E, quindi, anche il calcio. Con la sua gioia naturale, i suoi colori, la sua «contagiosa», unica, forza attrattiva. Collante di amore e purtroppo anche odio. Ma collante di vita, anche quotidiana.
Nostalgia. E pure canaglia. E' quello che le immagini tivvù ieri sera hanno lasciato trasparire. Salutiamo il ritorno del pallone, di due squadre e ventidue e passa giocatori che se lo contendono, salutiamo il ritorno a una simil normalità. Tutto vero. Ma vero, pure, è che il calcio a porte chiuse è triste. Fors'anche inquietante. Un'altra disciplina. Perché il calcio è spettacolo, in vero non soltanto il calcio ma tanti altri sport. E lo spettacolo è del pubblico, dei tifosi e di chi invece ha solo voglia di divertirsi guardando.
Il calcio è musica, danza e armonia. E non c'è niente di più allegro della sfera che rimbalza. Parole sante. Sapete chi lo diceva? Un tale chiamato Pelé. Ma così è un calcio asettico, un calcio dalle emozioni ovattate, con la sfera che rimbalza sì, ma fra vuoto e silenzio, <spinta> dalle voci dei giocatori e da quelle degli allenatori. Troppo poco. Non c'è più l'urlo feroce del pubblico che regala adrenalina, il dodicesimo uomo in campo di questi tempi è soltanto un <dodicesimo> e basta. Neppure seduto in tribuna, o in curva.
Il football è come il matrimonio. Bryan Clough, il mitico allenatore che condusse il Nottingham Forest alla vittoria di due consecutive Coppe dei Campioni, non aveva torto. Il calcio è in effetti un matrimonio. Fra chi produce sul campo e chi va allo stadio per godere della produzione. E' un legame quasi sentimentale. Che consente poi alla partita stessa di decollare, viaggiare, planare sul novantesimo minuto.
La Coppa Italia, a metà fra banco di prova e ripartenza, è anche e soprattutto l'aperitivo della Serie A. Di un campionato praticamente invisibile giocato in stadi parenti stretti di città fantasma. Le <porte chiuse> di fatto andranno ad azzerare il fattore campo. Principio sul quale è fondato l'intero ordinamento calcistico, eccezion fatta per il Mondiale, gli Europei o le finali delle Coppe. Il campionato di calcio in tutto il mondo viene celebrato con il 50% delle partite in casa ed il restante 50% in trasferta. Con tutti i contorni del caso. Tifoseria più calda, tifoseria meno calda, accoglienza tiepida.

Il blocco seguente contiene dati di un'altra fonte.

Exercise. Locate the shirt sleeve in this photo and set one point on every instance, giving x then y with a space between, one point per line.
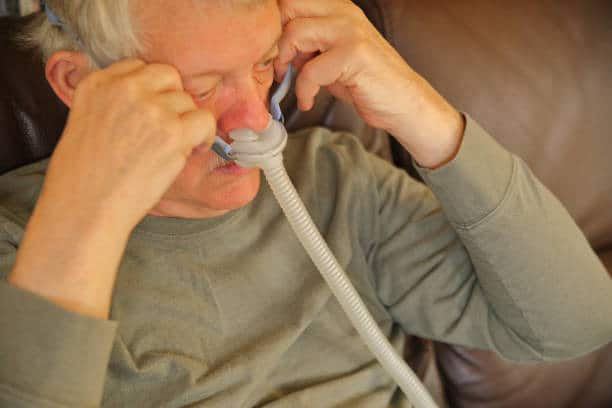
49 357
490 259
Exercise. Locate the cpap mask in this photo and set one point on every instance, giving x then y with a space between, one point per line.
264 150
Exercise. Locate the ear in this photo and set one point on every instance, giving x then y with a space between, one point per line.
64 70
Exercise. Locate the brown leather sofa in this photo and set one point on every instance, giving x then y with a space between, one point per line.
536 73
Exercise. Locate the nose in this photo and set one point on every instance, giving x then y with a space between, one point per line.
247 109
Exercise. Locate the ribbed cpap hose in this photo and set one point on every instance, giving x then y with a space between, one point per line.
264 150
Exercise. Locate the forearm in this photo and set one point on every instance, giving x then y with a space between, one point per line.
70 258
541 281
433 131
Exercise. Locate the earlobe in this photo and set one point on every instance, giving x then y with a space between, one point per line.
64 70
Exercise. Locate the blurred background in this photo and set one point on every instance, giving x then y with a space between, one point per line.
18 7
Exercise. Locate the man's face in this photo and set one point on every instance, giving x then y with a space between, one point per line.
224 54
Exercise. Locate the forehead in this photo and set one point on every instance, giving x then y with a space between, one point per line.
198 36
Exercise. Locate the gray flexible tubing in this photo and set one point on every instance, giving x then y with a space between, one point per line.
264 150
341 287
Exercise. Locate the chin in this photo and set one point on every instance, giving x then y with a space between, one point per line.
236 194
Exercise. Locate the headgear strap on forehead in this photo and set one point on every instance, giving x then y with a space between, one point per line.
54 20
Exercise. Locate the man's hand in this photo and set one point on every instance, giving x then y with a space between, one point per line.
336 46
130 131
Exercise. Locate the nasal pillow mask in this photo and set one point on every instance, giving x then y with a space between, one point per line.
265 150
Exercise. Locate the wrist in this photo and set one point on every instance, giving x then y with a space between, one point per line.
435 140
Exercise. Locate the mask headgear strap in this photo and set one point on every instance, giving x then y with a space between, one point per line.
55 21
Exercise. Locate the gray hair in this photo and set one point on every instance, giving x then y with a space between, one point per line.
103 29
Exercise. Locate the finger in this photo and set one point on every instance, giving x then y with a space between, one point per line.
327 69
306 37
199 127
159 78
179 102
298 62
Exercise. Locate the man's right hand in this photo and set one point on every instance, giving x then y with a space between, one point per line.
130 131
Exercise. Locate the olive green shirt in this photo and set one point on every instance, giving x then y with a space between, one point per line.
231 312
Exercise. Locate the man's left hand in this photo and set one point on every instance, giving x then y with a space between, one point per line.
334 45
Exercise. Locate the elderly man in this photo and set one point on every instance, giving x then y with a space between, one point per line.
151 273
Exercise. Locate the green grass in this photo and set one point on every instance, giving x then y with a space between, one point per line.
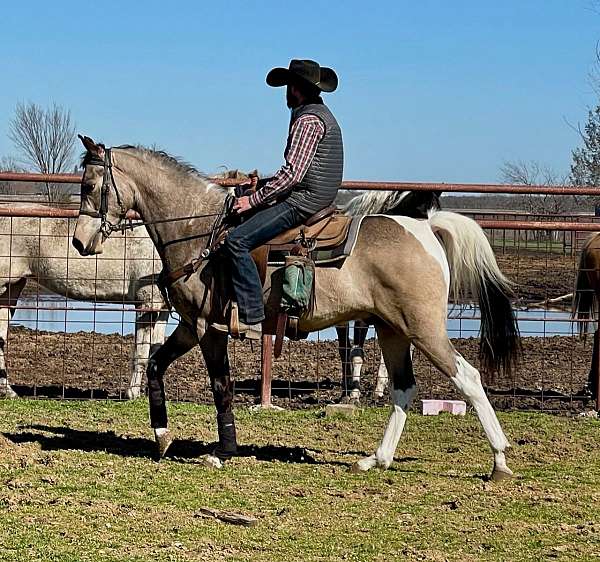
82 485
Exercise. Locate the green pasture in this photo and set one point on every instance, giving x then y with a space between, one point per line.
79 482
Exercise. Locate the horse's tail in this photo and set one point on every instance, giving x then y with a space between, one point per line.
474 271
585 300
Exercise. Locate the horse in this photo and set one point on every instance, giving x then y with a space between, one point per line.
586 299
399 274
40 250
415 204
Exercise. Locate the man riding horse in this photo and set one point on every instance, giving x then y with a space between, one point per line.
307 183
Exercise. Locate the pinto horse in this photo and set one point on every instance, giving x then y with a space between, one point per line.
400 275
415 204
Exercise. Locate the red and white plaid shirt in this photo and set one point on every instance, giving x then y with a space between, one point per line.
305 135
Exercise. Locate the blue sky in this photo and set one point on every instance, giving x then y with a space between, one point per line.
429 91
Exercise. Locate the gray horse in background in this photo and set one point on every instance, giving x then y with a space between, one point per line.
40 250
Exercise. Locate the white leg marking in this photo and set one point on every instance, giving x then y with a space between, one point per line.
468 381
357 363
210 461
401 402
382 379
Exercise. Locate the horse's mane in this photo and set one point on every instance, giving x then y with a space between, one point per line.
174 162
374 202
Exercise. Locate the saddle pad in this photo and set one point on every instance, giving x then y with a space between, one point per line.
328 232
329 256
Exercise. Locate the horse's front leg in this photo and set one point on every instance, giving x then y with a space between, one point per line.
178 343
214 350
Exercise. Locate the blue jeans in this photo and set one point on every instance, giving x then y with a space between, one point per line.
261 227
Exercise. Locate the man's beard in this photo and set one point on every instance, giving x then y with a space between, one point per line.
291 99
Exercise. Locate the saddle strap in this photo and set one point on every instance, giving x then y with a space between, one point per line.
280 334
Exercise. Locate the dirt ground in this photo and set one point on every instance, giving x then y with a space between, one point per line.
539 276
551 376
84 365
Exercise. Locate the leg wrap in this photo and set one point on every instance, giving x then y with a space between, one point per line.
227 446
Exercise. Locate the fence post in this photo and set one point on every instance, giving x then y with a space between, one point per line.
596 367
266 362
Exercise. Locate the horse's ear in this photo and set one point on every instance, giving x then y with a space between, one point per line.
92 147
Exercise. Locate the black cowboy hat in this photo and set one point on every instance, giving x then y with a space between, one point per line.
323 78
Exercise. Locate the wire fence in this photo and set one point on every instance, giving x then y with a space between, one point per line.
73 327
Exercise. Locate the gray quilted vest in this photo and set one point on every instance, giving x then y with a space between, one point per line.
320 185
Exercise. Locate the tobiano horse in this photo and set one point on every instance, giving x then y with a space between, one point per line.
415 204
585 303
399 274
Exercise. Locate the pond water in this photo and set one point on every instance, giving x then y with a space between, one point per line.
55 314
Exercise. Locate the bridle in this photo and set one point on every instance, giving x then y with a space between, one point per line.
108 181
124 223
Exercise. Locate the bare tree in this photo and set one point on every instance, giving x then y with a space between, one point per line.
8 164
533 173
45 139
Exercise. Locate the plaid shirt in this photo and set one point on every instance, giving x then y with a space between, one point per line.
304 138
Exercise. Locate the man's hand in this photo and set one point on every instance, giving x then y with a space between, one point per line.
242 205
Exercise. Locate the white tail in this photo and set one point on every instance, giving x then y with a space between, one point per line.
474 272
470 256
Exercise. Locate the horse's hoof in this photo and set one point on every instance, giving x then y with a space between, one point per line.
210 461
133 393
8 393
6 390
501 474
163 441
363 465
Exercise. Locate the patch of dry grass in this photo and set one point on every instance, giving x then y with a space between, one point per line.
79 483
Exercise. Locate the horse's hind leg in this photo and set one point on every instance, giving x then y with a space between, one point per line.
434 343
149 336
343 332
140 352
395 348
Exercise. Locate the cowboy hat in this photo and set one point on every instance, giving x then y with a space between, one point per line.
323 78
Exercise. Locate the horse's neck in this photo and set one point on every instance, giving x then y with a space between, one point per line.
159 198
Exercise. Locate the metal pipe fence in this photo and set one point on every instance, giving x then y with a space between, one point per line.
68 346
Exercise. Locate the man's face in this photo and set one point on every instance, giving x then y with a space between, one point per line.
292 96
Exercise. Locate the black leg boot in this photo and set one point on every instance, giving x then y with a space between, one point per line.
227 446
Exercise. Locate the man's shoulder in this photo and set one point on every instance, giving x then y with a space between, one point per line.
308 117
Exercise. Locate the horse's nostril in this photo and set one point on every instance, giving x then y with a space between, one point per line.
78 245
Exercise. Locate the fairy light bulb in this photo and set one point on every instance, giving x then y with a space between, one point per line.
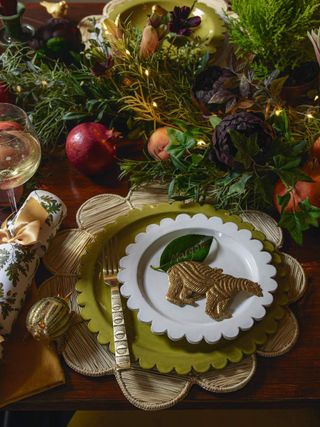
201 143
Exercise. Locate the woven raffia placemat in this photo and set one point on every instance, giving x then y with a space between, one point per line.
149 389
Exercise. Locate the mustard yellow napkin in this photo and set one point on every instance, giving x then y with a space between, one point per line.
28 367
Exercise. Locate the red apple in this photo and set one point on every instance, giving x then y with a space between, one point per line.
90 147
157 144
302 190
8 125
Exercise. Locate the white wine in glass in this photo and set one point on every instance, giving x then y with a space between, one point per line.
20 151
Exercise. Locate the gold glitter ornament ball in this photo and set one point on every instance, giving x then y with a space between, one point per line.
49 319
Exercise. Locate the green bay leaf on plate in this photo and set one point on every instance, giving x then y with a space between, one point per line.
192 247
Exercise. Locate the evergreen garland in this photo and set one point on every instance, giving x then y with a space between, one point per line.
273 33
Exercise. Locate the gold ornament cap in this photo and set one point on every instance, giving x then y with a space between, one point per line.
56 10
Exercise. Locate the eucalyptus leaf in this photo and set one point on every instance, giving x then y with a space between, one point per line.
192 247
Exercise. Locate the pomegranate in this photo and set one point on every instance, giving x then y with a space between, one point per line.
157 144
4 93
302 190
315 149
90 147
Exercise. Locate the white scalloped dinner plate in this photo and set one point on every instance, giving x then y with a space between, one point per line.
233 250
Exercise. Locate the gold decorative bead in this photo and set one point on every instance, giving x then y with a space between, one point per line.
49 319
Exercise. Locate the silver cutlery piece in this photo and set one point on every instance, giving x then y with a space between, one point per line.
110 271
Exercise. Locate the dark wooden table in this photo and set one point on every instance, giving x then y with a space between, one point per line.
291 380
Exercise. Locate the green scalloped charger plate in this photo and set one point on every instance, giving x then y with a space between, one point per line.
136 12
158 351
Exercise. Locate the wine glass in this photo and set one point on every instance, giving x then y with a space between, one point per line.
20 151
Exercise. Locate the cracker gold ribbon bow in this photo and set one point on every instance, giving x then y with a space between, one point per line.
26 225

E' sempre stato questo il bello e l'impossibile del pallone. Squadre che si lasciano trascinare dalla forza del loro pubblico, capaci di rimonte o partite storiche. Il Lecce che blocca in casa al Via del Mare Juve e Inter è un esempio lampante di quanto possa effettivamente contare il <fattore campo>. Di quanto una <grande> possa trovare difficoltà in trasferta sul campo di una <piccola>. No, non sempre la solita frase <giocare in casa o in trasferta per noi è lo stesso> è verità. Dire che l'assenza di pubblico falserà il finale della stagione (dei campionati, perché si ricomincerà anche in B e in Lega Pro) è forse un'esagerazione. Il concetto, forzato, non è sbagliato.
Bentornato, però, calcio. Per il semplice fatto di essere di nuovo fra noi.